While entomophagy is not new — about 25% of the world’s population consumes insects, according to the Library of Congress — the very sight of insects and even minimal contact with them evokes disgust in many. The revulsion most people feel about eating insects is deep-rooted, associated with the reptilian part of our brain and the limbic system. No doubt, beetles, caterpillars, wasps, ants, grasshoppers, locusts, crickets, and cicadas are eaten in some cultures. But the globalists and the left, who are so eloquent about protecting minuscule cultures, brook no opposition to overturning what most of the world believes: that insects are repulsive.

The Food and Drug Administration (FDA), responsible for protecting the health of Americans by controlling and supervising food production, treats insects as filth or defects in food. The Food & Agricultural Organization (FAO), too, has serious concerns about entomophagy. One is allergic reactions. Some insects contain proteins similar to those found in shrimp, crustaceans, and mollusks, to which many people are allergic. Those suffering from asthma, hay fever, rashes, or other allergies could have severe problems eating insects. Normal people, too, could develop allergies when they start eating insects: a Thai study found 13% people suffering allergies when they consumed insects.

Other hazards abound. Many insects feed on decaying matter, so using them as a source of nutrition can present dangers. Noxious bacteria such as E. coli, H. pylori, and some varieties of Staphylococcus, found in many insects, can cause serious illnesses. Insects also host viruses, parasites, fungi, and other contaminants. They bear pesticides, toxic metals, and other chemicals picked up from the environment, all of which could poison us and damage our digestive tract. Lastly, stingers, wings, spines, and other features can pose a choking hazard. Production techniques may be engineered to remove them, but a proportion of hard insect parts is bound to remain and may prove hazardous.
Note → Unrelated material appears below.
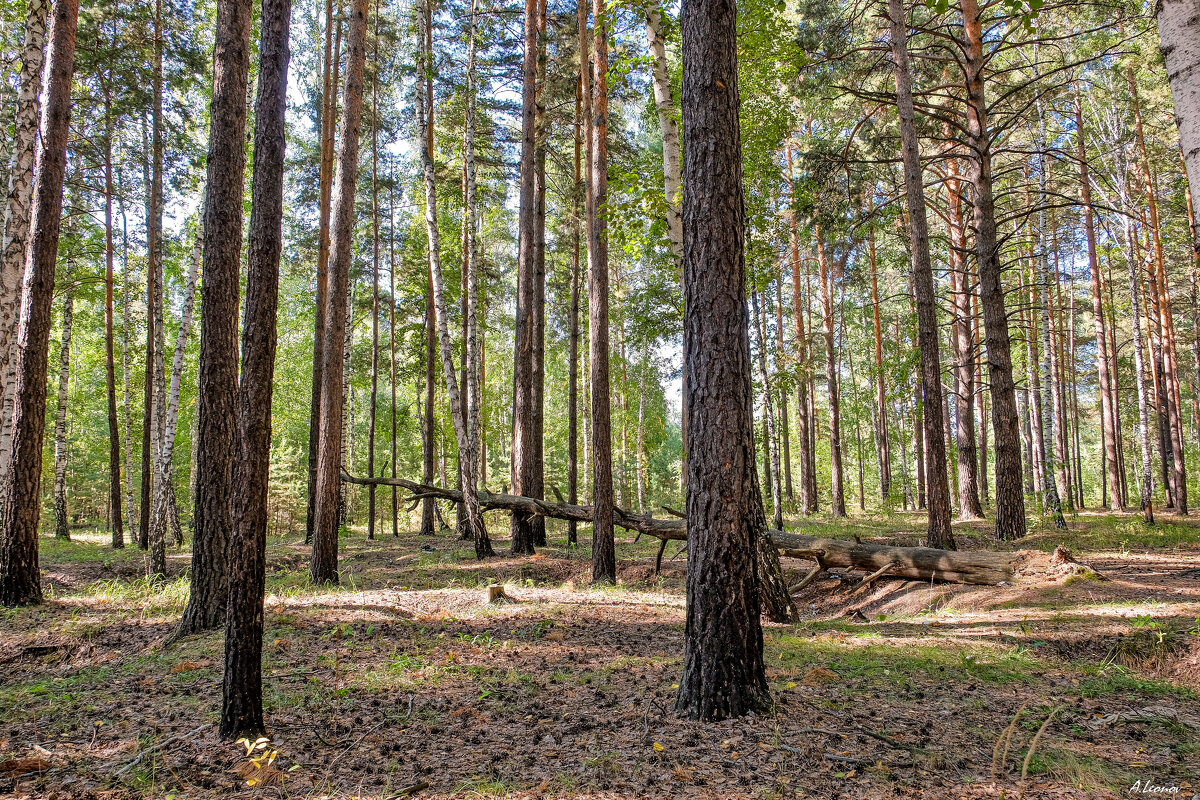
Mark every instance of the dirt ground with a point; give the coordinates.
(406, 681)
There are currently no regulations for the production and consumption of insects. But our government agencies are bastions of creativity; they were in full bloom during the recent pandemic, ingeniously bending and breaking old regulations and creating new ones to serve political masters who swear by the new world order. For the globalist elite, the pandemic was a successful test run in engineering a crisis, taking control, and making billions in the process. Unless we recognize their machinations and resist, they are bound to carry through with many more similar cycles of disrupt-to-profit.

The lockdown, the supply chain disruptions, the energy crunch, the buying out of farmers or regulating them out of existence, the spate of mysterious fires and accidents that have destroyed food supply and distribution facilities — these have ushered in an engineered food crisis, the likes of which America has never seen before. The solution the globalists propose — insect-eating — could be much more profitable than the COVID vaccine scam.

But the new food tyranny will be much harder for them to impose. Americans don’t want to “reimagine” our historically abundant food supply, especially at the whim of entitled billionaires who want the world to conform to their totalitarian vision. We know there’s nothing rational or sustainable about eating bugs. We know the status of humankind — at the top of the food chain — and want things to remain as they are. We know that we are created in the image of G-d as stewards of Earth’s bounty and that we can protect the Earth without reducing ourselves to eating insects.